A little less than two years ago, Cloudflare made Orpheus automatically available to all customers for free. Since then, Orpheus has saved 132 billion Internet requests from failing by intelligently routing them around connectivity outages, prevented 50+ Internet incidents from impacting our customers, and made our customer’s origins more reachable to everyone on the Internet. Let’s dive into how Orpheus accomplished these feats over the last year.

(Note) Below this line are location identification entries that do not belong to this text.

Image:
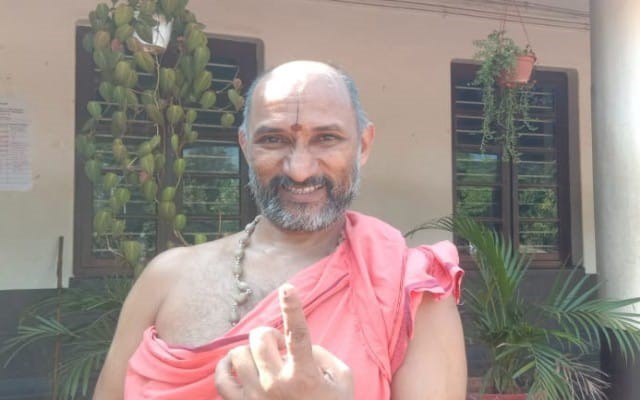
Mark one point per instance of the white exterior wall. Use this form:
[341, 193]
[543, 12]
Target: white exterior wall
[399, 59]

Increasing origin reachability

One service that Cloudflare offers is a reverse proxy that receives Internet requests from end users then applies any number of services like DDoS protection, caching, load balancing, and / or encryption. If the response to an end user’s request isn’t cached, Cloudflare routes the request to our customer’s origin servers. To be successful, end users need to be able to connect to Cloudflare, and Cloudflare needs to connect to our customer’s origin servers. With end users and customer origins around the world, and ~20% of websites using our network, this task is a tall order!

Orpheus provides origin reachability benefits to everyone using Cloudflare by identifying invalid paths on the Internet in real time, then routing traffic via alternative paths that are working as expected. This ensures Cloudflare can reach an origin no matter what problems are happening on the Internet on any given day.

Reducing 522 errors

At some point while browsing the Internet, you may have run into this 522 error.

How Orpheus automatically routes around bad Internet weather

This error indicates that you, the end user, was unable to access content on a Cloudflare customer’s origin server because Cloudflare couldn’t connect to the origin. Sometimes, this error occurs because the origin is offline for everyone, and ultimately the origin owner needs to fix the problem. Other times, this error can occur even when the origin server is up and able to receive traffic. In this case, some people can reach content on the origin server, but other people using a different Internet routing path cannot because of connectivity issues across the Internet.

Some days, a specific network may have excellent connectivity, while other days that network may be congested or have paths that are impassable altogether. The Internet is a massive and unpredictable network of networks, and the “weather” of the Internet changes every day.

When you see this error, Cloudflare attempted to connect to an origin on behalf of the end user, but did not receive a response back from the origin. Either the connection request never reached the origin, or the origin’s reply was dropped on the way back to Cloudflare. In the case of 522 errors, Cloudflare and the origin server could both be working as expected, but packets are dropped on the network path between them.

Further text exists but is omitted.